Commissioner Maureen K. Ohlhausen
83 Geo. Wash. L. Rev. 1999
Published in Connection With the Law Review’s 2014 Symposium “The FTC at 100”
In January 2014, Apple settled with the Federal Trade Commission
(“FTC” or “the Commission”) an unfairness case involving Apple’s processing
of in-app purchases by consumers. This settlement generated three separate
statements from four Commissioners. The Commissioners’ statements
explore how to apply the FTC’s three-part unfairness test, and they diverge
primarily on what factors to weigh in the unfairness analysis. These statements
are the most comprehensive Commission-level discussion of unfairness
analysis since a 1984 case, International Harvester Co.
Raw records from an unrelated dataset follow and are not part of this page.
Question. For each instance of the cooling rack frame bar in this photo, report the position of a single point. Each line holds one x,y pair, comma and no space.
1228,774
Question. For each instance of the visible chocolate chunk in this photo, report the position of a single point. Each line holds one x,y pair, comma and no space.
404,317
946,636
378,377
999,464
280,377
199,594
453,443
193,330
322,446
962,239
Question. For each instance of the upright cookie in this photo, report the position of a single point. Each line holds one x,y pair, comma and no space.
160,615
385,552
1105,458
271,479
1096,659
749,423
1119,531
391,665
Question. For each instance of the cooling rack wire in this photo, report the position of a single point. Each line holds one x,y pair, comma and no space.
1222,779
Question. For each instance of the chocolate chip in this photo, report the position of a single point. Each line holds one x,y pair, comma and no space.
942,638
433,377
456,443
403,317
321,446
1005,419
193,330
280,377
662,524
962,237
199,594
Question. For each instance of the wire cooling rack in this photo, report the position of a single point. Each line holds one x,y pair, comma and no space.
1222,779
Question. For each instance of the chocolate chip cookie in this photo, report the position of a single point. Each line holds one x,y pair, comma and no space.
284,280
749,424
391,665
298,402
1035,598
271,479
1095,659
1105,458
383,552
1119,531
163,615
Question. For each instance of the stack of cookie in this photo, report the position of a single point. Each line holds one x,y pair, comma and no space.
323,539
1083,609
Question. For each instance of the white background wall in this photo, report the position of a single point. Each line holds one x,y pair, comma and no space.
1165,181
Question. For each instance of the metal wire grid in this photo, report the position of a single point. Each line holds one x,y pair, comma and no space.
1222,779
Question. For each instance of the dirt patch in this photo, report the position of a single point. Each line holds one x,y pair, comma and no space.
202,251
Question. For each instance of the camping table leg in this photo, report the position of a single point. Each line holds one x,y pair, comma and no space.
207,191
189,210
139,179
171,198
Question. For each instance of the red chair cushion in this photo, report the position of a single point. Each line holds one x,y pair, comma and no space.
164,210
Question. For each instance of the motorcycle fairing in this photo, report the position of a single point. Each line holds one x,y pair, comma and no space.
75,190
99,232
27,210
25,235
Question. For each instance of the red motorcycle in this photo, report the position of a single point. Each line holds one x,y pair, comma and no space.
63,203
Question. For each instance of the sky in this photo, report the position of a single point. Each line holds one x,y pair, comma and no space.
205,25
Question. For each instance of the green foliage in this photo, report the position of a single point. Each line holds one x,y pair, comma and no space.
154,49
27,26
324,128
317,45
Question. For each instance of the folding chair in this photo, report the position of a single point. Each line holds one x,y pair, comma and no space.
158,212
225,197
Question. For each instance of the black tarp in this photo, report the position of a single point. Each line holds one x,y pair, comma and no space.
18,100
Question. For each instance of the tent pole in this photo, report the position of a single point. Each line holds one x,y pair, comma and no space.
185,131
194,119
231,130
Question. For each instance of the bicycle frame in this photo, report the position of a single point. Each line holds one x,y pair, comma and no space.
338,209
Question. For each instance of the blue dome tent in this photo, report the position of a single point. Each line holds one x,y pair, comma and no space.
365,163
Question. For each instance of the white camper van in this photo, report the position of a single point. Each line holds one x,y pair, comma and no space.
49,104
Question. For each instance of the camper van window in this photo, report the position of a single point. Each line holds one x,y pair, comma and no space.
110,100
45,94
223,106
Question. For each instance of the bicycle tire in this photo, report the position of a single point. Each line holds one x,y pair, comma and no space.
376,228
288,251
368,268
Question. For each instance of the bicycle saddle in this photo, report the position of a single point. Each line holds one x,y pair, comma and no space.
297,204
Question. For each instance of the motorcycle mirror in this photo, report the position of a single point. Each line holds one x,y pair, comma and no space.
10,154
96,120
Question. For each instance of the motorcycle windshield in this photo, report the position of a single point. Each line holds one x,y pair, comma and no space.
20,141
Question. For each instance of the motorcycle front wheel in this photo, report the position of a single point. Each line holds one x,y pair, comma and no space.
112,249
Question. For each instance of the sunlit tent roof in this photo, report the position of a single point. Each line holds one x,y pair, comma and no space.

This Essay outlines
the development of the FTC’s unfairness test and then compares how the FTC
applied that test in International Harvester with how the Commissioners applied
it in the Apple, Inc. in-app purchases case, with a particular focus on
what was actually weighed in the cost-benefit analysis in both matters. From
this comparison, I draw two conclusions about the FTC’s modern unfairness
analysis that are as true in International Harvester as they are in Apple, Inc.
First, the “substantial harm” factor is a threshold test, not a balancing test.
Second, when weighing countervailing benefits in the third prong of the unfairness
test, the only benefits weighed are those from the practice at issue:
only the practice’s effects should be considered under the third prong of the
unfairness test and it is inappropriate to weigh other benefits such as the total
benefits of the product or platform itself or benefits of the company’s entire
line of products. Thus, in Apple the majority properly followed the well-established approach
set forth in International Harvester. Departing from International
Harvester’s guidance on applying the substantial injury threshold and on balancing
costs and benefits could inefficiently focus the FTC’s enforcement on
smaller companies and leave significant consumer harms unchallenged.